Compute $P(B_{t}>0,B_{s}>0)$ where $B$ is a standard Brownian motion

Question

Compute $P(B_{t}>0,B_{s}>0)$ for $t >s$ where $B$ is a standard BM

My attempt:

$P(B_{t}>0,B_{s}>0)=P(B_{t}-B_{s}+B_{s}>0,B_{s}>0)$ and now considering $X:=B_{t}-B_{s}\sim \mathcal{N}(0,t-s)$ and $Y:=B_{s}\sim\mathcal{N}(0,s)$ such that for $\xi$, $\eta$ standard normal iid random variables we have $X=\sqrt{t-s}\xi$ and $\sqrt{s}\eta$ such that we obtain:

$$ P(B_{t}-B_{s}+B_{s}>0,B_{s}>0)=P( \sqrt{t-s}\xi+\sqrt{s}\eta>0,\sqrt{s}\xi>0)=P( \sqrt{t-s}\xi+\sqrt{s}\eta>0,\xi>0)$$

Now if I want to switch the above into polar coordinates I have:

$$\{(r,\theta):\; \sqrt{t-s}r\cos(\theta)+\sqrt{s}r\sin(\theta)>0,r\cos(\theta)>0\}=\{(r,\theta):\; \sqrt{t-s}r\cos(\theta)+\sqrt{s}r\sin(\theta)>0,\theta \in (-\pi/2,\pi/2)\}\\ = \{(r,\theta):\; -\frac{\sqrt{t-s}}{\sqrt{s}}<\tan(\theta),\theta \in (-\pi/2,\pi/2)\} = \{(r,\theta):\; \arctan(-\frac{\sqrt{t-s}}{\sqrt{s}})<\theta,\theta \in (-\pi/2,\pi/2)\}$$

This looks rather ugly, am I on the right path?

Answer 1

Use the following fact about the bivariate normal distribution: If $X$ and $Y$ are bivariate normal with mean $0$ and correlation $\rho$, then $$P(X >0,Y>0) = \frac14 + \frac{1}{2\pi} \cdot\arcsin(\rho).$$ The link assumes $X$ and $Y$ have mean zero and standard deviation $1$, but the same result holds with arbitrary standard deviations.
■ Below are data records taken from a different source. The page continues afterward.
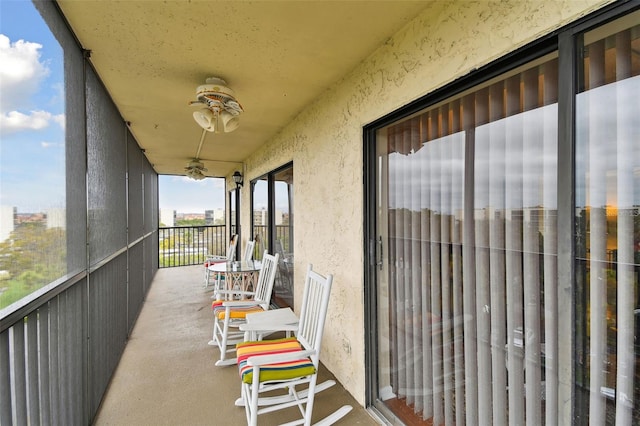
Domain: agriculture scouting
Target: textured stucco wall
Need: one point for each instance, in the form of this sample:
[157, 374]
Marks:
[446, 41]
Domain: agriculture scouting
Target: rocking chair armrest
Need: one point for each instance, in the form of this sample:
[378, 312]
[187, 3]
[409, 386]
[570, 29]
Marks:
[258, 360]
[268, 327]
[240, 303]
[235, 293]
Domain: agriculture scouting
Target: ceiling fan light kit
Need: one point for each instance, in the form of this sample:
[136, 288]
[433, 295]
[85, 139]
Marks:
[222, 110]
[219, 113]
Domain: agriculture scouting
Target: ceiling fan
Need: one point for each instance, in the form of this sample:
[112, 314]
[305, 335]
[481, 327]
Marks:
[221, 110]
[195, 169]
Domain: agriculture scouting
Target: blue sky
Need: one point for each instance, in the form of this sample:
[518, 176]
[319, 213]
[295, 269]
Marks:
[31, 111]
[32, 147]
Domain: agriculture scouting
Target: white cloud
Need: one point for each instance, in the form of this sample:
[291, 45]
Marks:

So your problem reduces to finding the correlation between $B_t$ and $B_s$. (Your calculation replicates the derivation of the above equation, but obscures the generality of this fact.)

Answer 2

I provide a solution without using changing of variables to polar coordinate (which doesn't lead to a solution IMHO) \begin{align} P(B_t >0, B_s>0) &= E(\mathbb{I}_{B_s>0}\mathbb{I}_{B_t>0}) \\ &= E(\mathbb{I}_{B_s>0}\mathbb{I}_{(B_t - B_s)+B_s>0}) \\ &= E\left(E(\mathbb{I}_{B_s>0}\mathbb{I}_{(B_t - B_s)+B_s>0}|\mathcal{F}_s)\right)\\ &= E\left(\mathbb{I}_{B_s>0}E(\mathbb{I}_{(B_t - B_s)>-B_s}|\mathcal{F}_s)\right)\\ &= E\left(\mathbb{I}_{B_s>0}P(\sqrt{t-s}\mathcal{N}(0,1)>-B_s|\mathcal{F}_s)\right)\\ &= E\left(\mathbb{I}_{B_s>0}\Phi(\frac{B_s}{\sqrt{t-s}})\right)\\ &= E\left(\mathbb{I}_{X>0}\Phi(\sqrt{s}\frac{X}{\sqrt{t-s}})\right)\\ &= \color{red}{\int_0^{+\infty}\Phi\left( \sqrt{\frac{s}{t-s}}x \right)\varphi(x)dx}\\ \end{align}

where $X \sim \mathcal{N}(0,1)$, $\Phi(x)$ and $\varphi(x)$ are CDF and density function of $\mathcal{N}(0,1)$.